As described above, the thermal isolation structures 130 and 240 may suppress or reduce thermal coupling between at least two semiconductor element heat-sources that generate heat during operation and are provided adjacent to each other on the waveguide layer. The thermal isolation structures 130 and 240 may be formed by removing a portion of the waveguide layer between two adjacent semiconductor element heat-sources on the waveguide layer. In other words, the waveguide layer may be etched to expose the substrate underneath the waveguide layer, effectively disconnecting the waveguide layer between the two adjacent semiconductor element heat-sources. By removing and disconnecting a part of the waveguide layer, transfer of heat generated from one heat source of a semiconductor element to another heat source of a semiconductor element through a material of the waveguide layer may be suppressed or reduced. So far, an optical amplifier and an optical modulator have been mainly described as semiconductor element heat-sources, but semiconductor element heat-sources may include various other semiconductor elements that generate heat during operation. In other words, the thermal isolation structures 130 and 240 may be applied to electronic apparatuses including various semiconductor element heat-sources in addition to optical amplifiers and optical modulators.

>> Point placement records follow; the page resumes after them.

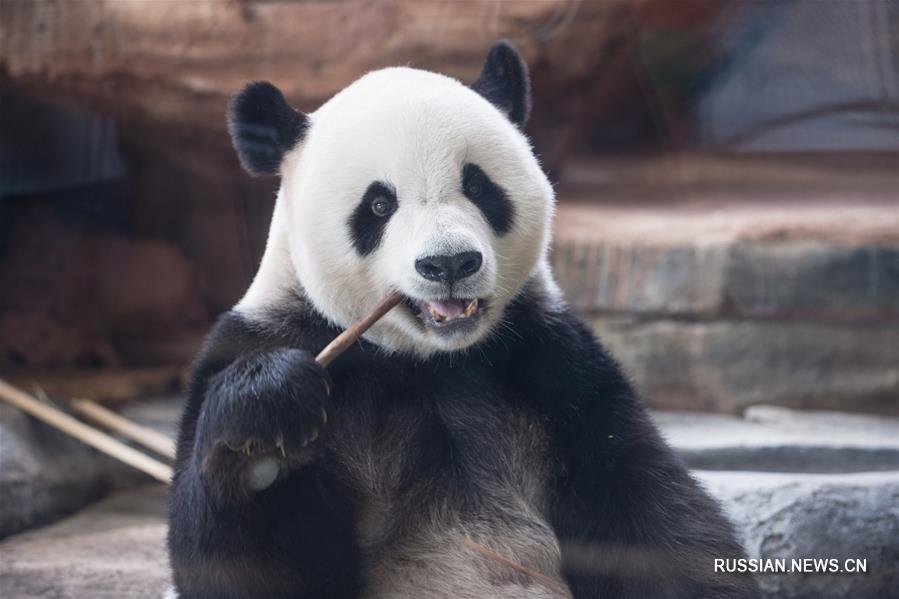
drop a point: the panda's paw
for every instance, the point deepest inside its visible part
(262, 417)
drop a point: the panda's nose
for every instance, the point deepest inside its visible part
(449, 269)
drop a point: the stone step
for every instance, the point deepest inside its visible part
(726, 365)
(712, 259)
(776, 439)
(722, 283)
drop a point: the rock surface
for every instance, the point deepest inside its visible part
(116, 548)
(722, 301)
(775, 439)
(789, 515)
(45, 474)
(112, 550)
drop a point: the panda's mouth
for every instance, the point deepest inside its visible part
(447, 313)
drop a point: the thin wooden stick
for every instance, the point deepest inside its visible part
(84, 433)
(356, 330)
(138, 433)
(543, 579)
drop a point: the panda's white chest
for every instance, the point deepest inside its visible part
(475, 526)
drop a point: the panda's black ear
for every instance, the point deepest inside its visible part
(504, 82)
(263, 127)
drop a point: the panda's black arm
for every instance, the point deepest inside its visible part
(292, 539)
(630, 519)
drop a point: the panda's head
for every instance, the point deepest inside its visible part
(405, 180)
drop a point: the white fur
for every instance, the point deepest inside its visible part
(414, 130)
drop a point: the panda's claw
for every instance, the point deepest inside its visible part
(245, 448)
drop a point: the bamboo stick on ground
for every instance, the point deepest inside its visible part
(84, 433)
(140, 434)
(165, 446)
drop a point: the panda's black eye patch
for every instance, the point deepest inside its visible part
(489, 197)
(370, 217)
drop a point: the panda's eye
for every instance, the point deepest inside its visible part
(382, 206)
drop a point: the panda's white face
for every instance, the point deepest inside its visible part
(408, 180)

The LiDAR apparatus described above may be applied to various electronic apparatuses for detecting a distance to an external object or acquiring a three-dimensional (3D) image. FIG. 13 is a schematic block diagram showing a configuration of an electronic apparatus including a LIDAR apparatus according to an embodiment. Referring to FIG. 13, in a network environment 2000, an electronic device 2001 may communicate with other electronic apparatus 2002 through a first network 2098 (a short-distance wireless communication network, etc.) or communicate with another electronic apparatus 2004 and/or server 2008 via a second network 2099 (a long-distance wireless communication network, etc.). The electronic apparatus 2001 may communicate with the electronic apparatus 2004 through the server 2008. The electronic apparatus 2001 may include a processor 2020, a memory 2030, an input device 2050, an audio output device 2055, a display device 2060, an audio module 2070, a sensor module 2010, an interface 2077, a haptic module 2079, a camera module 2080, a power management module 2088, a battery 2089, a communication module 2090, a subscriber identification module 2096, and/or an antenna module 2097. In the electronic apparatus 2001, some of these components (such as the display device 2060) may be omitted or other components may be added. Some of these components may be implemented as a single integrated circuit. For example, a fingerprint sensor 2011 of the sensor module 2010, an iris sensor, or an illumination sensor may be implemented by being embedded in the display device 2060 (a display, etc.).

The processor 2020 may control one or a plurality of other components (hardware, software components, etc.) of the electronic apparatus 2001 connected to the processor 2020 by executing software (a program 2040, etc.), and may perform various data processing or calculations. As part of data processing or calculations, the processor 2020 may load commands and/or data received from other components (the sensor module 2010, the communication module 2090, etc.) into a volatile memory 2032 and process the commands and/or data stored in the volatile memory 2032 and resulting data may be stored in a non-volatile memory 2034. The processor 2020 may include a main processor 2021 (central processing unit, application processor, etc.) and an auxiliary processor 2023 (graphics processing unit, image signal processor, sensor hub processor, communication processor, etc.) that may be operated independently or together with the main processor 2021. The auxiliary processor 2023 may use less power than the main processor 2021 and perform specialized functions.

The auxiliary processor 2023 may control functions and/or states related to some of the components (the display device 2060, the sensor module 2010, the communication module 2090, etc.) of the electronic apparatus 2001 in place of the main processor 2021 while the main processor 2021 is in an inactive state (a sleep state) or together with the main processor 2021 while the main processor 2021 is in an active state (an application execution state). The auxiliary processor 2023 (an image signal processor, a communication processor, etc.) may be implemented as part of other functionally related components (the camera module 2080, the communication module 2090, etc.).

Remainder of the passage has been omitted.